Исключим из нашего рассмотрения некоторые особые случаи, например, узников, большей частью политических, у которых была возможность оказывать помощь своим товарищам по лагерю, защищать их. Мы, основная масса заключенных, о них ничего не знали, даже не подозревали об их существовании, что, впрочем, вполне естественно, поскольку политическая и полицейская необходимость (политотдел Освенцима был ничем иным как структурой гестапо) вынуждала их действовать втайне не только от немцев, но и вообще ото всех. При мне в Освенциме, в этой концентрационной империи, 95 % заключенных составляли евреи, и политическая жизнь находилась в зачаточном состоянии. Я стал участником одного эпизода, который должен был бы меня насторожить, заставить кое-что заподозрить, не будь я раздавлен каждодневными мучениями.

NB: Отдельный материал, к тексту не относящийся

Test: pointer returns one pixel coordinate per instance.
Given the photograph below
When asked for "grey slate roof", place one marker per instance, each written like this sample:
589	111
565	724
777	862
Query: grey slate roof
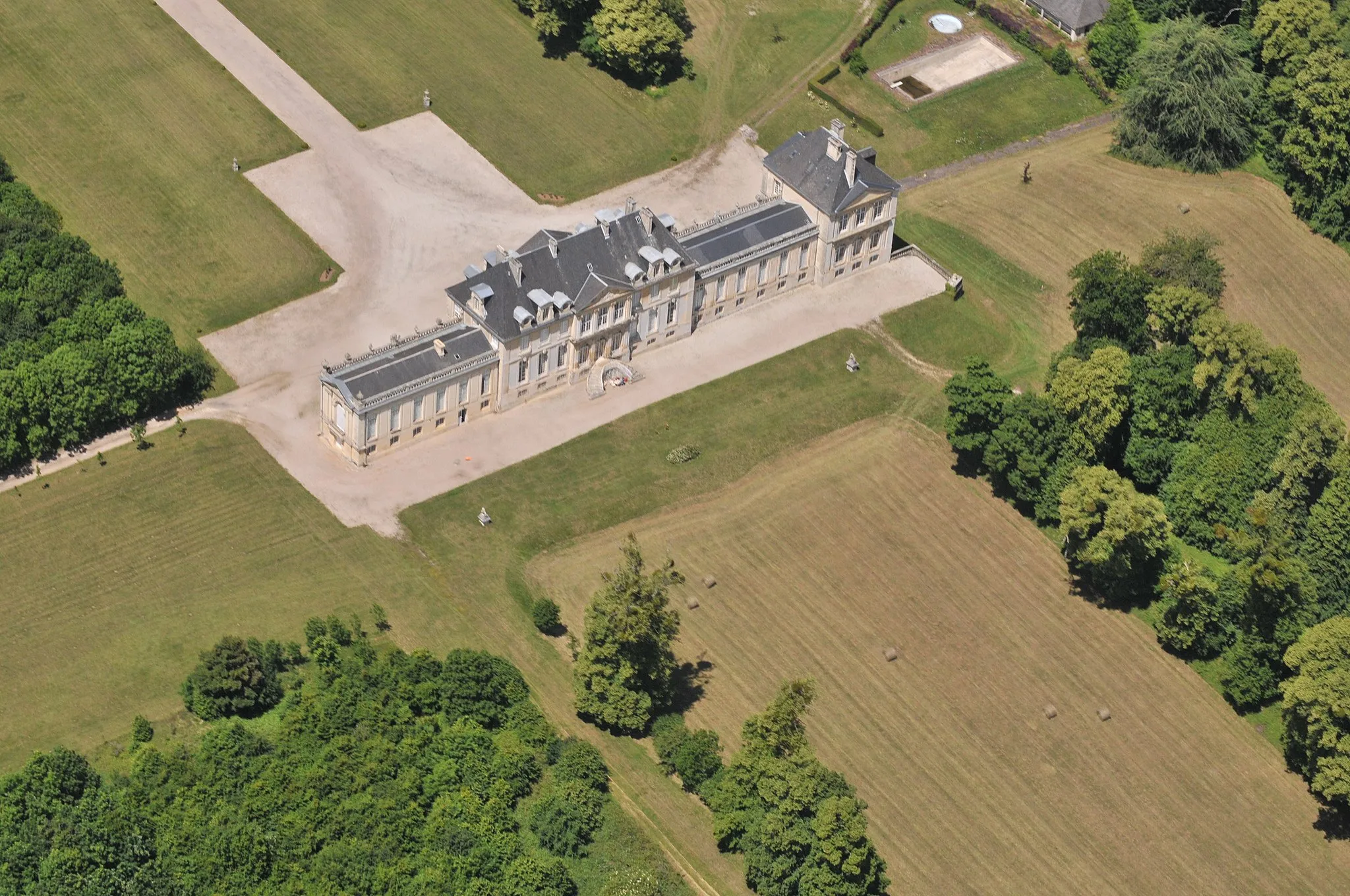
587	265
396	366
746	231
804	163
1075	15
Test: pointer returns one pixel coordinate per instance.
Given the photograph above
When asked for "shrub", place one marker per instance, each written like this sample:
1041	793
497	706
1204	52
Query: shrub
141	731
546	614
1061	61
231	679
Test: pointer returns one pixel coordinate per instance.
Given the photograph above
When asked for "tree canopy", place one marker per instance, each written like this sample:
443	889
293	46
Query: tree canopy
1192	101
624	671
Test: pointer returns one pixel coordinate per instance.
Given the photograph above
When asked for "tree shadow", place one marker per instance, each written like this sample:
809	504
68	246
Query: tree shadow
1333	822
688	685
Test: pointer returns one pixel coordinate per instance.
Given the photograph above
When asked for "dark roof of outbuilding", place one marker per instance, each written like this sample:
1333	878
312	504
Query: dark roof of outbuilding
396	366
744	231
804	163
1075	14
587	265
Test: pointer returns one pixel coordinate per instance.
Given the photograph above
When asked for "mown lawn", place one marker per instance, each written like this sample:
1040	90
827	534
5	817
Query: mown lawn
552	126
1001	108
114	115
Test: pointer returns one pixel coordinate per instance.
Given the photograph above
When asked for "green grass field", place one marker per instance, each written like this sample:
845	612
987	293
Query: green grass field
994	111
119	575
551	126
114	115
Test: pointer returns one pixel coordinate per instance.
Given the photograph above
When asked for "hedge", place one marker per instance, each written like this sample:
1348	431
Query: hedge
862	121
869	29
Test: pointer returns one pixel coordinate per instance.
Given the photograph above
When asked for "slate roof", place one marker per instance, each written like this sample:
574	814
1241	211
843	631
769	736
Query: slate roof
746	231
1075	15
804	163
587	265
390	369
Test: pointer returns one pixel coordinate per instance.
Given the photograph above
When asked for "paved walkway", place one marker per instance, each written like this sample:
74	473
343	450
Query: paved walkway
403	208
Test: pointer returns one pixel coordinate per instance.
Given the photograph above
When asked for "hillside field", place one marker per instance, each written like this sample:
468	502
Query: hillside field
1281	277
552	126
118	118
994	111
866	540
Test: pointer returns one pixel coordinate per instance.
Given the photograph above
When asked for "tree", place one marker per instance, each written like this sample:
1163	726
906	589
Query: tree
1192	621
1235	358
1324	547
1060	61
1316	726
1114	538
1114	41
1173	312
1192	100
546	614
1315	148
1186	261
1025	449
1164	404
626	667
1094	396
1107	300
975	403
637	37
231	679
1312	454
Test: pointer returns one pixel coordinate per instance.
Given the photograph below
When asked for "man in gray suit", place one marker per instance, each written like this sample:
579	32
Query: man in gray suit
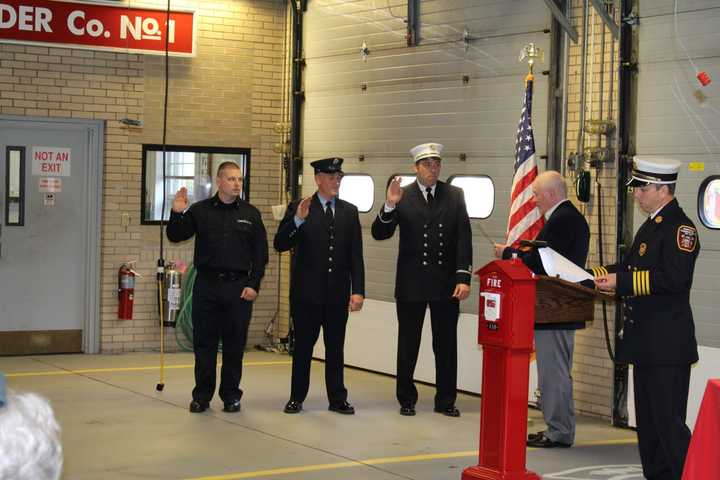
566	231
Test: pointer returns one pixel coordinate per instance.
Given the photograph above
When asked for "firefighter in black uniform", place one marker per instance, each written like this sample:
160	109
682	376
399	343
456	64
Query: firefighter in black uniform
658	334
327	280
433	268
231	252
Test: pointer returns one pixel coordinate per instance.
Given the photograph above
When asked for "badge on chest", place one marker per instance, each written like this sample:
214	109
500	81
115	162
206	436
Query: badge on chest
686	238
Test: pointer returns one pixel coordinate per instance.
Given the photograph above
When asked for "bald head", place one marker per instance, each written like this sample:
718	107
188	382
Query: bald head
549	189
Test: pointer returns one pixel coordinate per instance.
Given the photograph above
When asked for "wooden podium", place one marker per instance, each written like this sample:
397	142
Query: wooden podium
560	301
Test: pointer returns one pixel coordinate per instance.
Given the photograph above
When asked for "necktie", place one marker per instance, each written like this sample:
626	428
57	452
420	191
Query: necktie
430	197
328	211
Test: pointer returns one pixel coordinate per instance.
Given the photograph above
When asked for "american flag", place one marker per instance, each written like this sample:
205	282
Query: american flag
525	221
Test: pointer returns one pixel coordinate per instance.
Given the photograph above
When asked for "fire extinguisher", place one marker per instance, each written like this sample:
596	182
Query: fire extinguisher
126	291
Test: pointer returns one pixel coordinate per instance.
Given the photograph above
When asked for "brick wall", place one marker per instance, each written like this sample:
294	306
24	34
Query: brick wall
592	368
228	95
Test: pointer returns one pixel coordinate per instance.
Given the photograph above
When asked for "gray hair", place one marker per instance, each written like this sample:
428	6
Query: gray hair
29	439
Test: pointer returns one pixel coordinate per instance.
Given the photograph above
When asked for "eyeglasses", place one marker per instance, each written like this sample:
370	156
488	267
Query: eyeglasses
430	163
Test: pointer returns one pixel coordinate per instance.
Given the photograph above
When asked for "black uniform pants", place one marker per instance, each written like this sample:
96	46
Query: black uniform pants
218	313
307	320
661	394
444	319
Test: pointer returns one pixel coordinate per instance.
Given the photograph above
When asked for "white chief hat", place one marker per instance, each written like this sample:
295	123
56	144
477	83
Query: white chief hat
426	150
646	170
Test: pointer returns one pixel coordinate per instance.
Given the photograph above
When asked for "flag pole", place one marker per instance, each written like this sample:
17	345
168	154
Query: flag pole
531	53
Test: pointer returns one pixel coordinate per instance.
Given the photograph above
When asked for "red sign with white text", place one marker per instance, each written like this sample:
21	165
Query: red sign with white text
97	26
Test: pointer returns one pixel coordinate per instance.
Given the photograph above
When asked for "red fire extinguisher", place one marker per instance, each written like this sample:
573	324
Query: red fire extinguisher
126	291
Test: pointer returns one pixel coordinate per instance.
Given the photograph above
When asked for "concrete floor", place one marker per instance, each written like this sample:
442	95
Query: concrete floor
117	426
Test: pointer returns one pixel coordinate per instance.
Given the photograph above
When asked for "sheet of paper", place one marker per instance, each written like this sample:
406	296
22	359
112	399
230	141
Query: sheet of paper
556	265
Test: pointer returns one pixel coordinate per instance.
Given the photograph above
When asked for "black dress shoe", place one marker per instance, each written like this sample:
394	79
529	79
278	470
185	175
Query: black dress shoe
232	406
344	408
541	441
407	410
532	436
293	407
448	411
198	407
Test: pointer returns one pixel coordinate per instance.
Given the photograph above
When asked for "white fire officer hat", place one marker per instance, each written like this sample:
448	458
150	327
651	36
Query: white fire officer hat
426	150
646	170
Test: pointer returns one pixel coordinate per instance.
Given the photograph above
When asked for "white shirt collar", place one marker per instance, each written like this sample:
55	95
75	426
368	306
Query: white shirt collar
658	210
552	210
423	187
324	200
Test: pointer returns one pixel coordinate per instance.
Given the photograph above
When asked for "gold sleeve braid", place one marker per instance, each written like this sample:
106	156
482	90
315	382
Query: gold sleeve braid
641	282
599	271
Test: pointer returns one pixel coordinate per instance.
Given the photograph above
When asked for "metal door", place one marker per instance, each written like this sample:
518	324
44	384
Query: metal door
49	237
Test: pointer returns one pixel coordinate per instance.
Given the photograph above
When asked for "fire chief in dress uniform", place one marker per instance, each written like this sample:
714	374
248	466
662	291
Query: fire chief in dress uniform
328	278
433	269
658	334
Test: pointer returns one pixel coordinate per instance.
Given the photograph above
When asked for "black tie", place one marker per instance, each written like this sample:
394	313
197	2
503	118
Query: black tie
430	197
328	211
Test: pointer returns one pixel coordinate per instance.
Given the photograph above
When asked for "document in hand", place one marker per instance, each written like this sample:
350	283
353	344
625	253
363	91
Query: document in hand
556	265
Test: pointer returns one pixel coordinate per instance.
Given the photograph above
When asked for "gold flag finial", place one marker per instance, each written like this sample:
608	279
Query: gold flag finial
533	54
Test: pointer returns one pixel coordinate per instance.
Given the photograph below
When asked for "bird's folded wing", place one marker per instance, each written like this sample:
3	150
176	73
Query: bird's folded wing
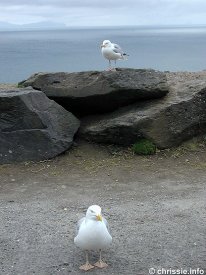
106	223
79	224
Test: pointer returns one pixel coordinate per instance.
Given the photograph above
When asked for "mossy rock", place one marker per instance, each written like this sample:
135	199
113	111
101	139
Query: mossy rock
144	147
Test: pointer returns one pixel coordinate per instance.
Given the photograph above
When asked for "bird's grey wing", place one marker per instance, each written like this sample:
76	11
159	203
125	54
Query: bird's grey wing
106	223
117	49
79	224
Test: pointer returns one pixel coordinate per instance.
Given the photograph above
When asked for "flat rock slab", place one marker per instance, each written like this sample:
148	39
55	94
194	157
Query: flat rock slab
98	92
167	121
33	127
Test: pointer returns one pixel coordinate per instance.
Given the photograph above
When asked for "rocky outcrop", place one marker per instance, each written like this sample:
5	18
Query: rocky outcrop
32	127
167	121
94	92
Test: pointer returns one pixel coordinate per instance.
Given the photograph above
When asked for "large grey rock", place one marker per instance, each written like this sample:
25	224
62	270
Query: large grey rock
98	92
33	127
167	121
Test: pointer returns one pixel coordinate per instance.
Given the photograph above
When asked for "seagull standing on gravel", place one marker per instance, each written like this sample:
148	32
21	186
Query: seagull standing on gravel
112	51
93	234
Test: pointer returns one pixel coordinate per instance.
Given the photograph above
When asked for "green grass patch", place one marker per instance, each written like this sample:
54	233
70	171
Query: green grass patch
144	147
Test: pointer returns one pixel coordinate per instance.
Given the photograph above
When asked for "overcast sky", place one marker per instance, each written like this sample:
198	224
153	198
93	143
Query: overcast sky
104	12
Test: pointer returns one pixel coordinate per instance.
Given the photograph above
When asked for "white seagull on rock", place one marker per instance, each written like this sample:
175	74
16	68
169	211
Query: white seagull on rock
93	234
112	51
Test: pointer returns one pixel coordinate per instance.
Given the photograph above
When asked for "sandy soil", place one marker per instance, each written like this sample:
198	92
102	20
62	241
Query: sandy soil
155	206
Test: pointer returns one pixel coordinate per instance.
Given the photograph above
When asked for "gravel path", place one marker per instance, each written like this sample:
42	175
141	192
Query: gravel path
155	206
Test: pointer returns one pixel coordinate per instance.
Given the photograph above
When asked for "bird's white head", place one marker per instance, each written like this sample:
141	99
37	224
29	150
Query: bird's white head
94	213
106	43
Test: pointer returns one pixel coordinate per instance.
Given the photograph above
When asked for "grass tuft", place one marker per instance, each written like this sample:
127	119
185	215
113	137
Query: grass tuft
144	147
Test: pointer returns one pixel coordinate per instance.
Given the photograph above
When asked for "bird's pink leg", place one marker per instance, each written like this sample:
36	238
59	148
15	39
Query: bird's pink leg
87	266
100	263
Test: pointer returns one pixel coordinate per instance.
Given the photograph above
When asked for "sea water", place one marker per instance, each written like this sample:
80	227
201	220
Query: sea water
23	53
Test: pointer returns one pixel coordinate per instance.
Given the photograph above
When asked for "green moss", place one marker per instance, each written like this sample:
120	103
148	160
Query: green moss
144	147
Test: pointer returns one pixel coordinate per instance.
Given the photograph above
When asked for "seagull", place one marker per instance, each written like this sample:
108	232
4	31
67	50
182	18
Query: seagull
93	234
112	51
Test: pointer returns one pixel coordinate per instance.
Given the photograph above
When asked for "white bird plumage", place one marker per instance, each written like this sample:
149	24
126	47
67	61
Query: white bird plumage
93	234
112	51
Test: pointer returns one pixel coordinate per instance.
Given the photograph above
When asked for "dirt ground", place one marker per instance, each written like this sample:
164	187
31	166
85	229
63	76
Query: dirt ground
155	205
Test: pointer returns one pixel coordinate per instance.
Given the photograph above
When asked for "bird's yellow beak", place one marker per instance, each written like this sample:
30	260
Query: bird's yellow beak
99	218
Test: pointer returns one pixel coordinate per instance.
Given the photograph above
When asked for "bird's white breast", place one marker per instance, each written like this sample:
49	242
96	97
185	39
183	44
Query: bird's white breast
93	235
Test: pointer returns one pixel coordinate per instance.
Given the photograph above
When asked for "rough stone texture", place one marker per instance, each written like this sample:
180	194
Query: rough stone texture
97	92
32	127
167	121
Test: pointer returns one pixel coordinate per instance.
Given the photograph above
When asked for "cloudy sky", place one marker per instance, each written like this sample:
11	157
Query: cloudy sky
104	12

Примерно в мае 1944 года нашего почти безобидного капо сменил новый, оказавшийся настоящим злодеем. Все капо били заключенных, это составляло неотъемлемую часть их должностных обязанностей, это был их язык, с которым, хочешь — не хочешь, приходилось мириться, единственный, может быть, язык, понятный в лагерном Вавилоне каждому. Меняя оттенки, он мог выражать принуждение к работе, предостережение, наказание, но на шкале страданий занимал последнее место. Новый же капо бил разнообразно, неожиданно, злорадно, изощренно — по носу, по ногам, по гениталиям. Бил, чтобы сделать больно, чтобы заставить страдать, унизить. И не из слепой антисемитской ненависти, как многие, а с нескрываемым желанием причинить боль подвластному ему существу, зная, что оно не посмеет протестовать. Возможно, он был психически ненормальным, но в тех обстоятельствах, и это понятно, снисхождению, которое сегодня мы проявляем по отношению к подобным больным, не могло быть и места. Я поделился с одним товарищем, коммунистом, хорватским евреем: «Что делать? Как нам защититься от него? Должны ли мы действовать сообща?» Он как-то странно улыбнулся и сказал: «Вот увидишь, долго это продолжаться не будет». Через неделю после этого капо исчез. Много лет спустя, на одной из встреч бывших узников я узнал, что некоторые политические заключенные, работавшие в лагерном отделе труда, имели страшную возможность менять номера заключенных в списках отобранных в газ. Кто хотел и мог участвовать в борьбе с лагерной машиной, тот был защищен от «стыда» или по крайней мере от той неловкости, о которой я говорил; скорее он испытывал другие чувства. Другие чувства должен был испытывать и Зивадьян-тихий, спокойный человек, которого я мимоходом упомянул в главе «Песнь об Улиссе» своей книги «Человек ли это?» и который, как я узнал на той же встрече бывших узников, проносил на территорию лагеря взрывчатку на случай возможного восстания.
Мне кажется, чувство стыда или вины, охватывавшее человека с обретением свободы, нельзя описать в двух словах: оно включало в себя разные чувства в разных пропорциях, в зависимости от особенностей личности. Каждый из нас пережил лагерь по-своему, объективно ли, субъективно — значения не имеет.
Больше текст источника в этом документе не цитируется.